– А я бы сходил в лес… Один. Ограниченный поиск. Одному искать легче. На одного и выйти кто-то может. На ловца, как говорится… Или на живца…
Капитан Герасимов вдруг выпрямился и всех оглядел.
– Толстощекин, отставить минометный обстрел! В лес иду я. С собой беру старшего лейтенанта Шамсутдинова и… – Капитан ненадолго задумался.
Старший лейтенант Патрикеев выступил вперед, предлагая свою надежную кандидатуру.
– И лейтенанта Корепанова… Патрикеев остается за меня командовать объединенным отрядом. За меня же, Паша, выходишь на связь со штабом, объясняешь обстановку. Все понятно? Командиры взводов, прикажите готовить завтрак. Мы выходим сразу же после завтрака.
Руки нам развязали. Они даже не успели устать от веревок за время короткого перехода от шахты до двери в комнату эмира. Но охрану к нам приставили немалую. Шесть автоматных стволов, по три на каждого, стерегли каждое наше движение, да еще и Имран был здесь же, и хотя свой автомат он не поднимал, тем не менее я обратил внимание на то, что предохранитель он опустил в нижнее положение, то есть в режим автоматической стрельбы. В глазах каждого из охранников серьезная настороженность.
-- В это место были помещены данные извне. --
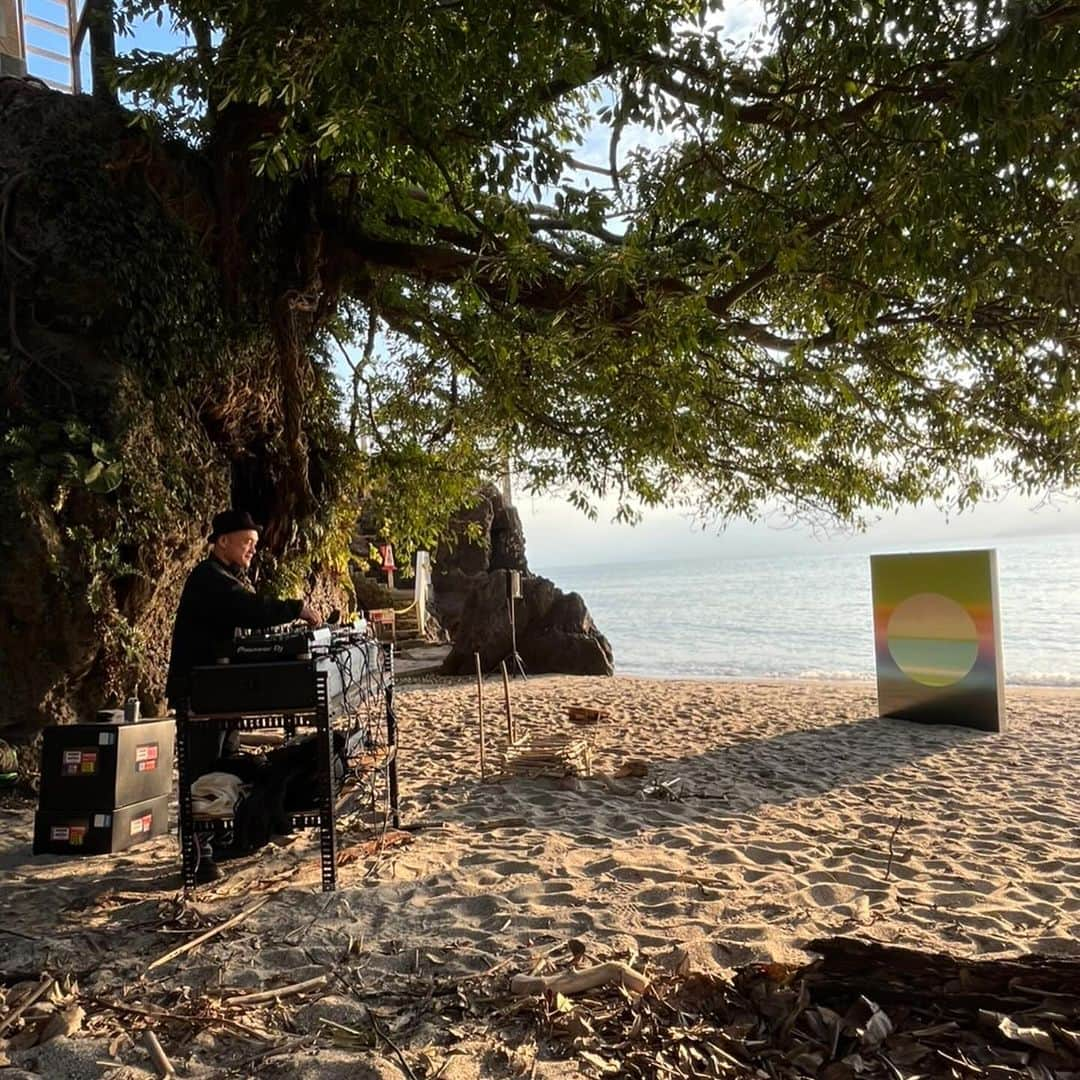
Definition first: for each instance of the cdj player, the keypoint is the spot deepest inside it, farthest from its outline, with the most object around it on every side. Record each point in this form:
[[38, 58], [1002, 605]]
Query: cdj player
[[274, 644]]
– Вперед! – скомандовал Имран.
Мы с Валеркой шагнули вперед. Я сразу понял, какую ошибку он допустил. Если мы первыми подойдем к имаму, то имеем возможность захватить его и требовать своего освобождения. Это тоже вариант. Оказавшись с имамом на одной линии, можно действовать смело, потому что стрелять в этом случае бандиты не рискнут – слишком велик риск попасть в своего эмира.
Заскрипела дверь. Я вошел первым в короткий проход, за которым оказался второй грот, вполовину меньше первого, где тоже горели масляные светильники, и даже в большем количестве, но здесь не было такой хорошей вентиляции, и в гроте стоял чад и запах прогорклого масла. Наверное, если привыкнешь, чад можно и не замечать, но мы с Валеркой с непривычки сразу закашлялись. Запах масла встал в горле неприятным комом. Но я успел обратить внимание на то, что поторопился обвинить Имрана в тактической ошибке. В гроте, помимо важного старика невысокого роста и с ласковыми глазами, были еще два автоматчика, которые сразу наставили на нас оружие. Значит, бандиты и здесь лишили нас инициативы. Не перестраховались, а только подстраховались.
Старик был одет просто, без затей, во все то ли черное, то ли бурое, и на улице ничем бы не привлек внимания, кроме красивого резного посоха, на который опирался двумя руками, словно боялся, что не сможет стоять прямо. Вообще почти всем горцам, невзирая на возраст, свойственна прямая спина и расправленные плечи. И от этого вид у них всегда был гордым. Впрочем, старик к таким проявлениям внешности был равнодушен и даже с посохом слегка сгибался.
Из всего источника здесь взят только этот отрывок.